• Richard Powers, de la littérature avant toutes choses…
Dès les premières pages, voire les premières lignes, du "Temps où nous chantions", nous avons la conscience aiguë d'avoir affaire à un grand livre. De ceux qui creusent de profonds et durables sillons dans l'esprit du lecteur. Un choc. Une découverte. L'exploration d'un monde, d'une écriture, d'une voix singulière enfin qui parle à chacun de nos sens. Un livre parfait qui jamais ne nous fait sentir le poids de sa perfection.
Ne pas se laisser impressionner par la taille imposante de l'ouvrage. Plus de mille pages, un colosse dont on peut craindre de ne jamais venir à bout. Une crainte qui d'emblée est réduite à néant, tant Richard Powers conjugue à merveille haute teneur en littérature et fluidité du récit.
Sans un mot inutile, sans que jamais nous ressentions cette impression de "remplissage" qui nous envahit trop souvent à la lecture de certains pavés. Durée et intensité ne s'annihilent jamais dans cette œuvre majeure, qui s'étend sur plus de quatre décennies de l'histoire des Etats-Unis.
Les secrets d'une telle réussite, qui va bien au delà de quelque épiphénomène de mode, tient à ce que l'auteur ici ne lâche rien. Ni la puissance du style, ni aucune des thématiques qu'il noue, ni sa riche galerie de personnages.
Donner chair aux individus et vraie profondeur aux mots, à mille lieues de l'impact immédiat de ces phrases/slogans qui interpellent et simulent quelque grandeur, mais dont il ne reste rien une fois le livre fermé : un objectif, une voie dont jamais l'auteur ne dévie. La vie toujours. L'âme et le corps s'unissant à travers la toile tissée par l'écriture.
Un concert qui unira le destin des deux héros du Temps où nous chantions
Le métissage, l'identité, la manière insidieuse dont une passion exclusive, quelle qu'elle fût, peut vous éloigner d'un réel qui, toujours, finit par prendre sa revanche : telles sont quelques unes des lignes directrices de "Le temps où nous chantions". Des sujets qui le parcourent, non de manière rectiligne, mais en espaces courbes, à l'image du Temps.
Le Temps, le chant ne sont pas ici de simples éléments anecdotiques.
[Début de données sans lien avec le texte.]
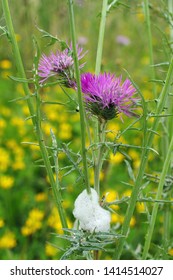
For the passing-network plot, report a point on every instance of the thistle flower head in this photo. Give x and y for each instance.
(60, 64)
(105, 95)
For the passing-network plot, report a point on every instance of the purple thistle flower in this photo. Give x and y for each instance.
(61, 64)
(105, 95)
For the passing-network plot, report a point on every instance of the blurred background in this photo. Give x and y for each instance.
(28, 215)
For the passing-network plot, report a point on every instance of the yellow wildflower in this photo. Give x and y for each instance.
(54, 220)
(4, 160)
(65, 131)
(5, 64)
(117, 158)
(140, 207)
(50, 250)
(1, 223)
(6, 182)
(8, 241)
(41, 197)
(170, 251)
(112, 196)
(33, 223)
(127, 192)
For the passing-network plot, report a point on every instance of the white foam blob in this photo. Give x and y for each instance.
(90, 214)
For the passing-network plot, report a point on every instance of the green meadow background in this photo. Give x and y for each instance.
(29, 220)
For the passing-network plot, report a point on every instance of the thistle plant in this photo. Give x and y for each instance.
(100, 97)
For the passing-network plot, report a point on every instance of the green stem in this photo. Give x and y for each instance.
(36, 119)
(158, 196)
(101, 37)
(136, 188)
(150, 44)
(99, 159)
(17, 56)
(80, 98)
(54, 183)
(96, 127)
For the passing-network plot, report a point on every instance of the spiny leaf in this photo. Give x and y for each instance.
(20, 80)
(130, 170)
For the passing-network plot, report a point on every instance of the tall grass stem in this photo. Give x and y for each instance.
(156, 205)
(150, 44)
(35, 117)
(80, 97)
(144, 158)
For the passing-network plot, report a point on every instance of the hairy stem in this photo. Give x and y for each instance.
(101, 37)
(150, 43)
(80, 98)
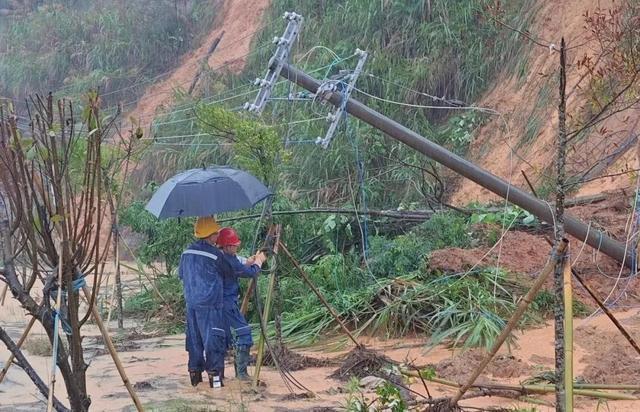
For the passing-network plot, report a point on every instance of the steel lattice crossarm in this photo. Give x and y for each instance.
(281, 54)
(594, 238)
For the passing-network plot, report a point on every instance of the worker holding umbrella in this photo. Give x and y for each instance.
(200, 272)
(233, 269)
(204, 192)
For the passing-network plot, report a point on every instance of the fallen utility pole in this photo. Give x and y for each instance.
(538, 208)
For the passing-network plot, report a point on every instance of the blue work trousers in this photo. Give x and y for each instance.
(205, 339)
(237, 328)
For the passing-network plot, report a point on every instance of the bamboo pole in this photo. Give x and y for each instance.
(602, 307)
(513, 322)
(9, 361)
(568, 336)
(112, 351)
(264, 319)
(315, 290)
(247, 296)
(3, 294)
(536, 389)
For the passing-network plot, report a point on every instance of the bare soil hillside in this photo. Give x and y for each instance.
(523, 137)
(240, 21)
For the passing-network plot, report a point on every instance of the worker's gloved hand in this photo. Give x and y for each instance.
(259, 258)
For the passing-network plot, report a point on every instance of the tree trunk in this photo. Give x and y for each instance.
(559, 234)
(28, 369)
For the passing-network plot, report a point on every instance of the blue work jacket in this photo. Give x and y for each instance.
(201, 275)
(233, 269)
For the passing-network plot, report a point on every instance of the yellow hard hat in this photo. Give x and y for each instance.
(205, 226)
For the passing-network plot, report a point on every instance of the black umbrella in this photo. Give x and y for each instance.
(207, 191)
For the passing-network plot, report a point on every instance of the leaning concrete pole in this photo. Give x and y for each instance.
(538, 208)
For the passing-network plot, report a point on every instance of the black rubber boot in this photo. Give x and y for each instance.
(215, 380)
(195, 377)
(242, 360)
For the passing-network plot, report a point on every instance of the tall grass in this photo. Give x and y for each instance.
(107, 44)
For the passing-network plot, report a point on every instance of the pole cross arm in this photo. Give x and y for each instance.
(463, 167)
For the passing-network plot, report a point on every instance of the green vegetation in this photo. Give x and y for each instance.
(426, 54)
(74, 46)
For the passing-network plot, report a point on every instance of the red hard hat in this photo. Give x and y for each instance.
(228, 237)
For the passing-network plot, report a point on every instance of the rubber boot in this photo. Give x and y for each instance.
(195, 377)
(242, 360)
(215, 380)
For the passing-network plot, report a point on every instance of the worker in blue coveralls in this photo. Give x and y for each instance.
(233, 269)
(201, 275)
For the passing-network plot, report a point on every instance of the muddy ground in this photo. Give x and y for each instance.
(157, 367)
(157, 364)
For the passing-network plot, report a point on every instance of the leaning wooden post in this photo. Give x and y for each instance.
(315, 290)
(9, 361)
(112, 351)
(263, 336)
(607, 312)
(568, 337)
(513, 322)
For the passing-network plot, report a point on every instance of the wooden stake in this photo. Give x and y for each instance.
(315, 290)
(112, 351)
(513, 322)
(265, 318)
(9, 361)
(568, 337)
(54, 369)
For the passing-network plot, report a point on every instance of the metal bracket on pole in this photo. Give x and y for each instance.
(331, 87)
(284, 44)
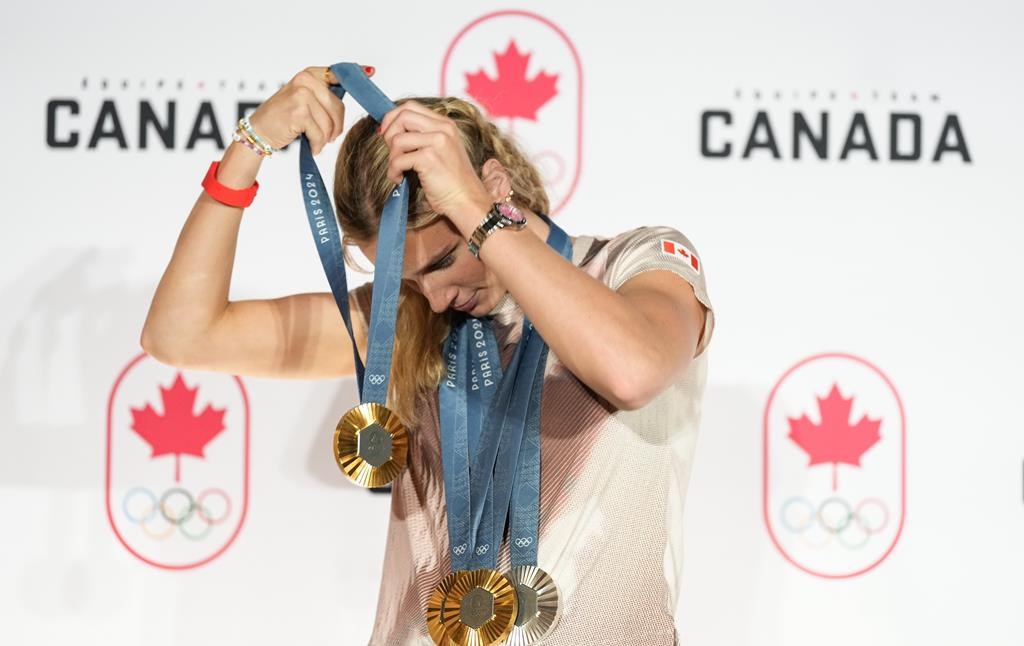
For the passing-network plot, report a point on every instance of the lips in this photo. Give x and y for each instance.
(468, 305)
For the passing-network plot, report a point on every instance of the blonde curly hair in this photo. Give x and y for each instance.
(361, 186)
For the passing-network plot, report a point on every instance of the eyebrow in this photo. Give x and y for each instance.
(435, 260)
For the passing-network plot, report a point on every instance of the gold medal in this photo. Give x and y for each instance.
(479, 609)
(436, 622)
(540, 605)
(371, 444)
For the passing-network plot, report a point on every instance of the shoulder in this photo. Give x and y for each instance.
(651, 247)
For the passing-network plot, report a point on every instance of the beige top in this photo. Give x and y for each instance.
(612, 482)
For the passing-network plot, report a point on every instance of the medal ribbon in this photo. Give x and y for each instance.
(372, 379)
(493, 465)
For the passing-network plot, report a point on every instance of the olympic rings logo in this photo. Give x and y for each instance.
(835, 516)
(177, 507)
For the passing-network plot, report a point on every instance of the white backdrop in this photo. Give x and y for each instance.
(894, 281)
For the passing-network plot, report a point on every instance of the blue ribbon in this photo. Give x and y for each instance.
(493, 468)
(372, 379)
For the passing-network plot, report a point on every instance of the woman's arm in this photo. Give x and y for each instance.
(627, 345)
(190, 323)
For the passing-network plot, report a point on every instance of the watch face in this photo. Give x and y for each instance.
(511, 212)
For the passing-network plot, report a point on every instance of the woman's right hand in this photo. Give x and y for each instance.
(304, 104)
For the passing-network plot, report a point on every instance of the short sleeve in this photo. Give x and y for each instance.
(648, 248)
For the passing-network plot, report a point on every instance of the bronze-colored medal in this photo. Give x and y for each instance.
(539, 605)
(480, 608)
(371, 444)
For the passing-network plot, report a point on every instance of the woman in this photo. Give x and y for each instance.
(627, 324)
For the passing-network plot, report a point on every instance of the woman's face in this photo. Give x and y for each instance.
(439, 265)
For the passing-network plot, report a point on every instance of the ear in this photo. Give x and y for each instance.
(496, 179)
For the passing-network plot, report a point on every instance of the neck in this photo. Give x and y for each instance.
(536, 223)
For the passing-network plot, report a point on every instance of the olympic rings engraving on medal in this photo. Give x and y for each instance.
(175, 516)
(834, 517)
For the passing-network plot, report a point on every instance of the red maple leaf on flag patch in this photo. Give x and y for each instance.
(177, 431)
(834, 440)
(510, 94)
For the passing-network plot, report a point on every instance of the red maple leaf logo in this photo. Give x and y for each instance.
(835, 440)
(177, 431)
(511, 94)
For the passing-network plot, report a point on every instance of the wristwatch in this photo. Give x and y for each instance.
(502, 214)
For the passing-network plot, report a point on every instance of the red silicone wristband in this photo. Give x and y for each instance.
(224, 195)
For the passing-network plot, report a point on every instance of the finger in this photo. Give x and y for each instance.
(325, 73)
(329, 102)
(314, 131)
(324, 121)
(414, 121)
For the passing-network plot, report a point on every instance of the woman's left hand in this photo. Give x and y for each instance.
(422, 140)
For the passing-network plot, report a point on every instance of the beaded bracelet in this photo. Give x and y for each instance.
(238, 136)
(267, 148)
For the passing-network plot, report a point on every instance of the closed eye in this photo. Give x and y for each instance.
(443, 262)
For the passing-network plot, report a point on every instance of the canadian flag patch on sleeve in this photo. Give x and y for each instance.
(672, 248)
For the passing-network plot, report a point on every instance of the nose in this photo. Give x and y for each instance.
(438, 296)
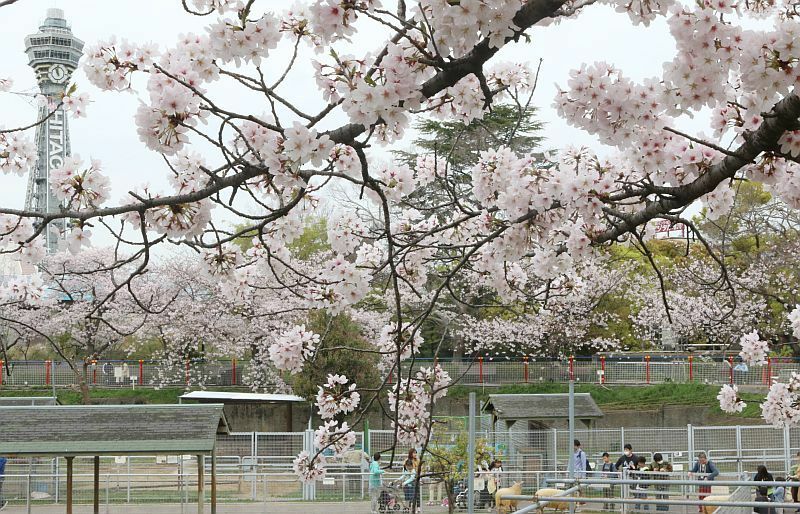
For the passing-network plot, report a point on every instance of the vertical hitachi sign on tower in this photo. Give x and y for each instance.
(53, 53)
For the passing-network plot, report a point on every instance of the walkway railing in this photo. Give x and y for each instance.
(478, 371)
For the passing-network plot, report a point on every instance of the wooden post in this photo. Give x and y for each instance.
(768, 381)
(96, 484)
(525, 368)
(69, 484)
(200, 486)
(603, 369)
(214, 481)
(730, 363)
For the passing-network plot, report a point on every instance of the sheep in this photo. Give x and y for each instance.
(506, 506)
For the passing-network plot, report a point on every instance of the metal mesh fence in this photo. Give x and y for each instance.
(479, 371)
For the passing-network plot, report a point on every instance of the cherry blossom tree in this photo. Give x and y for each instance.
(526, 216)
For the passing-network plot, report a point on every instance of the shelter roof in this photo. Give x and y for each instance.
(111, 429)
(234, 397)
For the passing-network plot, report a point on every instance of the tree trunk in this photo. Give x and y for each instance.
(85, 396)
(451, 500)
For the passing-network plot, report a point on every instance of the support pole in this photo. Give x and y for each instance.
(214, 481)
(471, 457)
(96, 486)
(69, 484)
(200, 486)
(571, 462)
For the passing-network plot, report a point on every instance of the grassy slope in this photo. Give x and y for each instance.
(609, 397)
(70, 397)
(622, 396)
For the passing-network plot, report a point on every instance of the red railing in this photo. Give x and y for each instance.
(480, 370)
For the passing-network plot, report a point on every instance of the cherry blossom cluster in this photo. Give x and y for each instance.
(729, 400)
(395, 345)
(77, 239)
(794, 320)
(339, 438)
(338, 284)
(17, 153)
(781, 405)
(176, 220)
(291, 350)
(109, 64)
(754, 350)
(223, 261)
(15, 233)
(76, 104)
(411, 401)
(221, 6)
(337, 397)
(30, 290)
(79, 187)
(457, 27)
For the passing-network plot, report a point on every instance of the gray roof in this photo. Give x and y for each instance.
(15, 401)
(236, 397)
(110, 429)
(541, 406)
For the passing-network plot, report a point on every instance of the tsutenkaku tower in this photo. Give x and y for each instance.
(53, 53)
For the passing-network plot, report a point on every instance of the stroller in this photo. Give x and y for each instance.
(392, 499)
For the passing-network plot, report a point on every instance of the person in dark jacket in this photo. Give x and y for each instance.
(763, 492)
(628, 461)
(703, 469)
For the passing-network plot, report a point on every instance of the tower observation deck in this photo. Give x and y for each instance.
(53, 53)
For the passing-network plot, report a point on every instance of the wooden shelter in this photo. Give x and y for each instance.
(114, 430)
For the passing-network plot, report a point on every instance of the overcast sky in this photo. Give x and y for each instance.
(109, 133)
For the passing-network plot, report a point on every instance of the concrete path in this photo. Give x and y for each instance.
(253, 508)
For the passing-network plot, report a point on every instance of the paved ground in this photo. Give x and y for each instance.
(272, 507)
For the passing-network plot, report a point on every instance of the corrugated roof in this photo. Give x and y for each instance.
(233, 397)
(12, 401)
(110, 429)
(541, 406)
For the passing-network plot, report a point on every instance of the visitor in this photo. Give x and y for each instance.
(779, 494)
(628, 460)
(375, 473)
(409, 479)
(794, 477)
(642, 472)
(763, 492)
(481, 485)
(436, 494)
(580, 460)
(703, 469)
(3, 460)
(661, 470)
(609, 470)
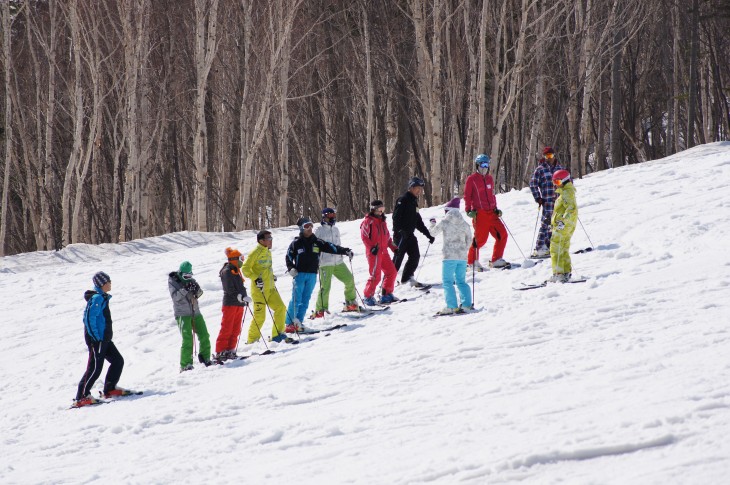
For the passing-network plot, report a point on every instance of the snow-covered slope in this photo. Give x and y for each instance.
(623, 379)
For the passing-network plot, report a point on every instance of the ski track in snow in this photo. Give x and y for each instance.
(622, 379)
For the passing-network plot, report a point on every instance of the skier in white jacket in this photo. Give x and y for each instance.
(332, 265)
(457, 240)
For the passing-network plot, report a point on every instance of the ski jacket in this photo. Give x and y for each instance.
(232, 282)
(566, 208)
(330, 234)
(258, 264)
(303, 253)
(97, 317)
(406, 218)
(541, 183)
(184, 300)
(374, 231)
(457, 235)
(479, 192)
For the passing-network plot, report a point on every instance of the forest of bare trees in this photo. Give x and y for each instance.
(124, 119)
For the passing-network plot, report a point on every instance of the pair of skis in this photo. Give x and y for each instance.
(532, 286)
(108, 399)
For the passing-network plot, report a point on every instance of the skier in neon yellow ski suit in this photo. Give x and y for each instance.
(564, 220)
(257, 268)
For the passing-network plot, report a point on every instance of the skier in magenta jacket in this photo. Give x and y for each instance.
(376, 237)
(481, 206)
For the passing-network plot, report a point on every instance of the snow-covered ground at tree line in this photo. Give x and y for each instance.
(622, 379)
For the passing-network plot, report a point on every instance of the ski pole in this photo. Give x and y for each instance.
(358, 291)
(513, 238)
(473, 288)
(320, 299)
(589, 239)
(423, 261)
(537, 221)
(240, 329)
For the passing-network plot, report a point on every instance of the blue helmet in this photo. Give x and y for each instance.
(329, 216)
(416, 182)
(482, 160)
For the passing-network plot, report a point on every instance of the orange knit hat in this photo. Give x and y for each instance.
(233, 254)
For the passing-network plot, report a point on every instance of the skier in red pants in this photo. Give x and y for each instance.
(235, 301)
(481, 206)
(376, 237)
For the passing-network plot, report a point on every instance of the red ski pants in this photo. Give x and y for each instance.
(380, 263)
(486, 223)
(230, 328)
Ils occupent le cœur même de l'histoire. Ils sont axes et personnages.
Un physicien juif fuyant l'Allemagne du Troisième Reich, une jeune mulâtre de Philadelphie : rien ne les destinait à se rencontrer, encore moins à s'aimer, si ce n'est une commune passion pour la "grande" musique.
Elle est le foyer, l'abri, dans lequel ils tenteront d'inventer un nouvel alphabet. Passant d'une époque à l'autre en une feinte désinvolture, le livre met en parallèle l'histoire de ces deux êtres, de leur combat quotidien pour bâtir un futur à leurs trois enfants, et la destinée chaotique de leur descendance.
Ruth, Jonah et Joey, écartelés entre deux mondes, entre des racines trop prégnantes et d'autres à jamais introuvables, opéreront des choix radicalement différents pour trouver leur place. Se tromperont, chanteront et renaîtront de leurs cendres, se perdront dans la nuit. La musique, mais aussi la physique, dont leur père est féru, guideront leurs moments de gloire, leurs déchéances, leurs rédemptions.
Drôle, émouvant, poignant, soulevant avec élégance des questions fondamentales, rarement roman nous aura donné à voir, à toucher la musique. Jusqu'au bout, et longtemps après, nous sommes happés par son puissant sortilège. Quand la beauté se décline à un tel niveau d'exigence, de talent, de lucidité, on ne peut que s'incliner bas. Richard Powers n'est pas l'écrivain de demain. C'est d'ores et déjà le grand romancier d'aujourd'hui.